The corruption scandal claimed its first victim on Tuesday when FIFA president Sepp Blatter — elected on Friday to a fifth four-year term — announced he would resign at “an extra-ordinary FIFA Congress meeting” very soon. The surprise announcement came after Blatter had stubbornly refused to step down earlier despite a heightened clamour in this regard.
Those implicated in the scandal under investigation in the US include nine top FIFA officials, including Blatter’s right-hand man, FIFA secretary general Jerome Valcke. Seven FIFA officials have already been arrested among the 14 indicted by the US Department of Justice on graft charges.

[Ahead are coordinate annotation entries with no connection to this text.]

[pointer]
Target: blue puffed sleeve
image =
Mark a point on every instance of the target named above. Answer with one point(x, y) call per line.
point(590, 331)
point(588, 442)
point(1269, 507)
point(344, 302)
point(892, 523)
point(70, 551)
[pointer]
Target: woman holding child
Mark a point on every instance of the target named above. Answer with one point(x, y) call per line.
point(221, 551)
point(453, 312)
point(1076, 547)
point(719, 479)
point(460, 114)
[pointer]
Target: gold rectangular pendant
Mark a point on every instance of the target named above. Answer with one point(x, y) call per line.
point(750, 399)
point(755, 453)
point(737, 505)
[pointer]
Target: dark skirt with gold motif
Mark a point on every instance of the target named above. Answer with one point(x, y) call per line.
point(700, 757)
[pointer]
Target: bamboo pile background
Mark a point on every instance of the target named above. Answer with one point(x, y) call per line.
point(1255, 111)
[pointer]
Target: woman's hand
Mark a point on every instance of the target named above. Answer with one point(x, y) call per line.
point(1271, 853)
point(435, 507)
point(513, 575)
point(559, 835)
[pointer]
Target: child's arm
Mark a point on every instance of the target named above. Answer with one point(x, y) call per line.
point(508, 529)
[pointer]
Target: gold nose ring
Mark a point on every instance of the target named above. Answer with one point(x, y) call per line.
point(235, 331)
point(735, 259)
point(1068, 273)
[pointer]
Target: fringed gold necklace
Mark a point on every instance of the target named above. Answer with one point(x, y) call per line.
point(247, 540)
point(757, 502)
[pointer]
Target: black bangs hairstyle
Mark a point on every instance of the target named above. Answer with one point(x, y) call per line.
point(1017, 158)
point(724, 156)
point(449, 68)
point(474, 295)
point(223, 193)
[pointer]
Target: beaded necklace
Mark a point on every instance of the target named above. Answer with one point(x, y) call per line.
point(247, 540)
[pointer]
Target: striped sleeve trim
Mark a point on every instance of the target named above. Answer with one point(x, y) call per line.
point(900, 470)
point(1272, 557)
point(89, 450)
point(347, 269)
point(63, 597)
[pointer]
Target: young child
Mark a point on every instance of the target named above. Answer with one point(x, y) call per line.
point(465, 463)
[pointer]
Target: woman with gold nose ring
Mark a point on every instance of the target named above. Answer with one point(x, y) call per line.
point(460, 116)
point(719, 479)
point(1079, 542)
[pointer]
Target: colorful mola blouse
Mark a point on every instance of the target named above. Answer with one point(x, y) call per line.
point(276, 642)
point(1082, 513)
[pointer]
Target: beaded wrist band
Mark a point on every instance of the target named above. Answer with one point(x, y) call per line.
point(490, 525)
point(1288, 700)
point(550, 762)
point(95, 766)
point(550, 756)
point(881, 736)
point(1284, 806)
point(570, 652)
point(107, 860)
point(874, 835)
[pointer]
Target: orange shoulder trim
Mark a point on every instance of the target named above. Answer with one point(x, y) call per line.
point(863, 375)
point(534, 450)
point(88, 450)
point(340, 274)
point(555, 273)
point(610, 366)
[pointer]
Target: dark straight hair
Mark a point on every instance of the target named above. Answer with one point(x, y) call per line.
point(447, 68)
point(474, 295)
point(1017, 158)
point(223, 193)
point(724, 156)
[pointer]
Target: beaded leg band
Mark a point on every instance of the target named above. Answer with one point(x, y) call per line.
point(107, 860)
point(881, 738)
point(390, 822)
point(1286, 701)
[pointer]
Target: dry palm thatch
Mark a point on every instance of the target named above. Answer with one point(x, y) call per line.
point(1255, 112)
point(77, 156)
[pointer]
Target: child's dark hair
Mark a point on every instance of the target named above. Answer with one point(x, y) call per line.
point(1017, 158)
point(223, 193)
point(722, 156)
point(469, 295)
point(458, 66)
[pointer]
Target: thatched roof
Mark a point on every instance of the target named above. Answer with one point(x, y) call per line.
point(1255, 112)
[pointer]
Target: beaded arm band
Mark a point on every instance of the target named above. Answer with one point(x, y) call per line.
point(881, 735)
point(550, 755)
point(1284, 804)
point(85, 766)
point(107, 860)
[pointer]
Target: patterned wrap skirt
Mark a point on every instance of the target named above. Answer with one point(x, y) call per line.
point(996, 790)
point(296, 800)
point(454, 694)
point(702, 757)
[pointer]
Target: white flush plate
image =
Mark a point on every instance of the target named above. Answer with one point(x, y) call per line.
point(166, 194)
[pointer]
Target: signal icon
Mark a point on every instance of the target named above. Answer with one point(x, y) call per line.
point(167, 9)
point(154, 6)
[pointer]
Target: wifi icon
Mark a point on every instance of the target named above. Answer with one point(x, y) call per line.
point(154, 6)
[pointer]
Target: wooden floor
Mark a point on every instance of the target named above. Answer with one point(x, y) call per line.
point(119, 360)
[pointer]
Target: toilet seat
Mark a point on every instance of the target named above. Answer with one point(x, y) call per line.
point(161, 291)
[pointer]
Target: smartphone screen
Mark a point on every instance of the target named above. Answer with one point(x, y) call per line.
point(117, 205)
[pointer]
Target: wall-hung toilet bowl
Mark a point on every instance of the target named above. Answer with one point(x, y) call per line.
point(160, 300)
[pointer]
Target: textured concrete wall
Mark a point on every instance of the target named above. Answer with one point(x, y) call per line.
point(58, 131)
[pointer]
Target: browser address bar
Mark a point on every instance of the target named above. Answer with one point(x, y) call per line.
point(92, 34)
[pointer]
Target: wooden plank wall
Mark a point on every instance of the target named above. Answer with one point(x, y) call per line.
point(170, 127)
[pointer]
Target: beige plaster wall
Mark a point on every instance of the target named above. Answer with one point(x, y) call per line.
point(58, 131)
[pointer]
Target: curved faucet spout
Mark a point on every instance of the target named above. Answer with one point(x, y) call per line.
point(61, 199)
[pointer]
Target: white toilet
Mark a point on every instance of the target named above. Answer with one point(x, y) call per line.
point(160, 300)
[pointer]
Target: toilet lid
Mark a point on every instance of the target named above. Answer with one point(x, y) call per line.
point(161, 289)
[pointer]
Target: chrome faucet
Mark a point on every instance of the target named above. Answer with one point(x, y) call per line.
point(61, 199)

Blatter himself is under investigation by US authorities for financial misconduct.
“At the request of US authorities, Interpol Red Notices — or international wanted persons alerts — have been issued for two former FIFA officials and four corporate executives for charges including racketeering conspiracy and corruption,” an Interpol statement read on Wednesday.
The Red Notices have been issued for former Fifa vice president and Confederation of North, Central America and Caribbean Association Football (Concacaf) president Jack Warner and former South American Football Confederation (Conmebol) president Nicolas Leoz.
The four corporate executives whose names carry an Interpol alert are Alejandro Burzaco, controlling principal of Torneos y Competencias S.A., a sports marketing business based in Argentina; Hugo Jinkis and Mariano Jinkis, controlling principals of Full Play Group S.A., a sports marketing business based in Argentina; and Jose Margulies (also known as Jose Lazaro), controlling principal of Valente Corp. and Somerton Ltd., a Brazil-based broadcasting businesses.
“Red Notices are one of the ways in which Interpol informs its member countries that an arrest warrant has been issued for an individual by a judicial authority and seeks the location and arrest of wanted persons with a view to extradition or similar lawful action,” the Interpol statement said.
“The individuals concerned are wanted by national jurisdictions and Interpol’s role is to assist national police forces in identifying or locating those individuals with a view to their arrest and extradition. A Red Notice is not an international arrest warrant, and Interpol cannot compel any member country to arrest the subject of a Red Notice.”